I use either Xylol or a product called WoodClean. they both work and evaporate quickly.


----------



## Hamlin (Dec 25, 2005)

Heat gun or hair dryer with the use of a scraper.


----------



## gav (Oct 12, 2009)

Some kind of orange oil based cleanser or eucaliptus oil .
Both of those will get rid of any sticky residue.


----------



## anotherBob (Oct 28, 2009)

gav said:


> Some kind of orange oil based cleanser or eucaliptus oil .
> Both of those will get rid of any sticky residue.


Dittos! Last summer I had the task of removing vinyl from a kitchen full of cabinet door fronts. Went to my local Home Depot paint department and when I asked the guy what he would use, he smiled and said follow me.
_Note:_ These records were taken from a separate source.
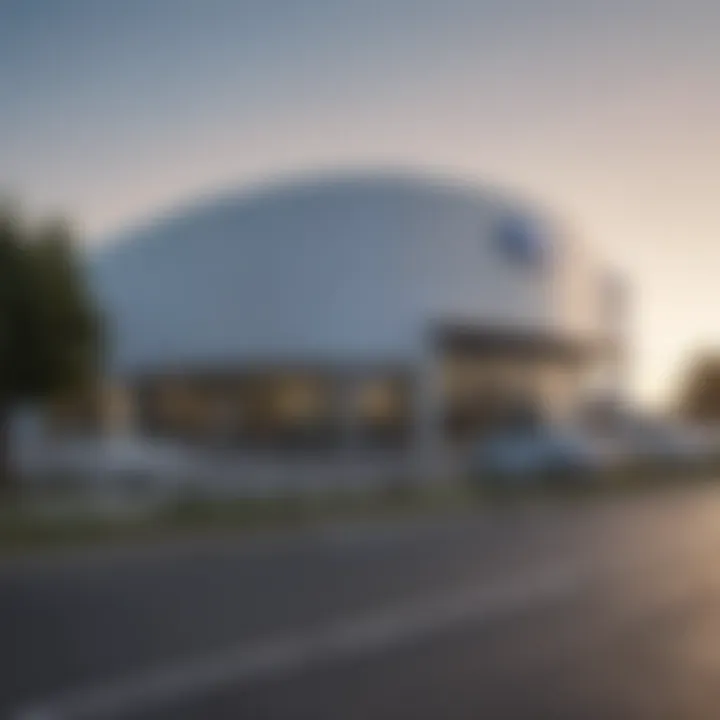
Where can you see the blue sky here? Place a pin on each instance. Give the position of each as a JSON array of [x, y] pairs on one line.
[[607, 111]]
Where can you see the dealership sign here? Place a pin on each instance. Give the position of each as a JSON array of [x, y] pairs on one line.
[[522, 240]]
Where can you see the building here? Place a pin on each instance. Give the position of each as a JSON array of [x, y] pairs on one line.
[[356, 312]]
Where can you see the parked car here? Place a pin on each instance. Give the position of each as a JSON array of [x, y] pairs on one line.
[[525, 455]]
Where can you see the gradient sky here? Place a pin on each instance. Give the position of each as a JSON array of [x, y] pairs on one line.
[[608, 111]]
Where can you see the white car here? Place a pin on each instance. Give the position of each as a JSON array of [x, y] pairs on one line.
[[527, 454]]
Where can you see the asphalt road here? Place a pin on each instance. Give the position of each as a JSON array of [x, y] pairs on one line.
[[602, 609]]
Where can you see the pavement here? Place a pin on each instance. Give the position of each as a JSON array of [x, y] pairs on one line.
[[590, 609]]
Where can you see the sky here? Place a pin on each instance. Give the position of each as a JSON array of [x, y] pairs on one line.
[[606, 111]]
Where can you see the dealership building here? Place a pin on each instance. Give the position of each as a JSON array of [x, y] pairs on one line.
[[356, 312]]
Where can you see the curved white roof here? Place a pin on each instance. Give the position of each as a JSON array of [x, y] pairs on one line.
[[339, 268]]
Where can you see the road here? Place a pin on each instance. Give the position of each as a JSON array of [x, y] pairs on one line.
[[602, 609]]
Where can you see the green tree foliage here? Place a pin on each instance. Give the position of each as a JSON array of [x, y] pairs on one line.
[[49, 328], [700, 395]]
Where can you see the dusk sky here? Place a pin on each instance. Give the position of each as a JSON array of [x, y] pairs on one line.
[[607, 111]]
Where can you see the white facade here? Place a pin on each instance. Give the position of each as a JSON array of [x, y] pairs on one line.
[[344, 270]]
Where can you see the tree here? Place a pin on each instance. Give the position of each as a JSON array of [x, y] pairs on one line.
[[49, 328], [700, 394]]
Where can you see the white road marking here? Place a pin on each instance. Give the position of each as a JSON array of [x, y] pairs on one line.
[[172, 683]]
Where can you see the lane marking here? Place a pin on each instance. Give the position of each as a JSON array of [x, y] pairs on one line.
[[174, 682]]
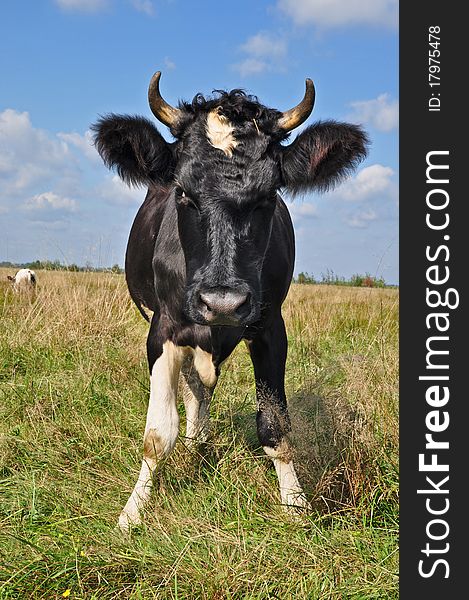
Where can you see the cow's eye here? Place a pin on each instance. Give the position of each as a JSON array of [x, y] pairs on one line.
[[264, 203]]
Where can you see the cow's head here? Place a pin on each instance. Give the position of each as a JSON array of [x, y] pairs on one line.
[[223, 172]]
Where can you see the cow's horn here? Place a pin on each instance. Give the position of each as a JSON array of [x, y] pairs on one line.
[[163, 111], [296, 116]]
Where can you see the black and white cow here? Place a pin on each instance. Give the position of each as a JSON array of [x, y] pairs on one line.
[[211, 253], [24, 280]]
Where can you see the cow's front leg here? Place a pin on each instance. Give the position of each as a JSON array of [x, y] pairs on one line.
[[197, 394], [268, 353], [161, 429]]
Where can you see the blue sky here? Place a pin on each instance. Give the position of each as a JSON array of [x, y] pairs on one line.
[[64, 62]]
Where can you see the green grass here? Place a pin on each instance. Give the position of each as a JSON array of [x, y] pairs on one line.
[[73, 395]]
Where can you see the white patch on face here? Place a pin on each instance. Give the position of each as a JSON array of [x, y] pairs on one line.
[[291, 492], [204, 366], [220, 132], [161, 429]]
Took me to where they had Pure Citrus Orange air freshener and handed me a can. I brought a door sample with me, and we tried it right there... I was amazed... the stuff came right off. He told me that that was the stuff they used to remove old price stickers, double sided tape, etc in house. It works... fast!


----------



## Ghidrah (Oct 21, 2008)

Won't the oils absorb into the wood? Why doesn't the chisle remove it? Too gooy? If so consider ice to harden it then run the chisle over it


----------



## gav (Oct 12, 2009)

You're right, the oils probably would go into the wood. Maybe if you use a heat gun to dry it out right away it won't have much of an effect.
Might have to experiment on some scrap first.


----------



## Hamlin (Dec 25, 2005)

This is why I use a heat gun to start with. Keep the heat moving, a slight use of a scraper, glue an all removes quite easily. No residue left.


----------



## Duane867 (Oct 25, 2008)

/\
+1


----------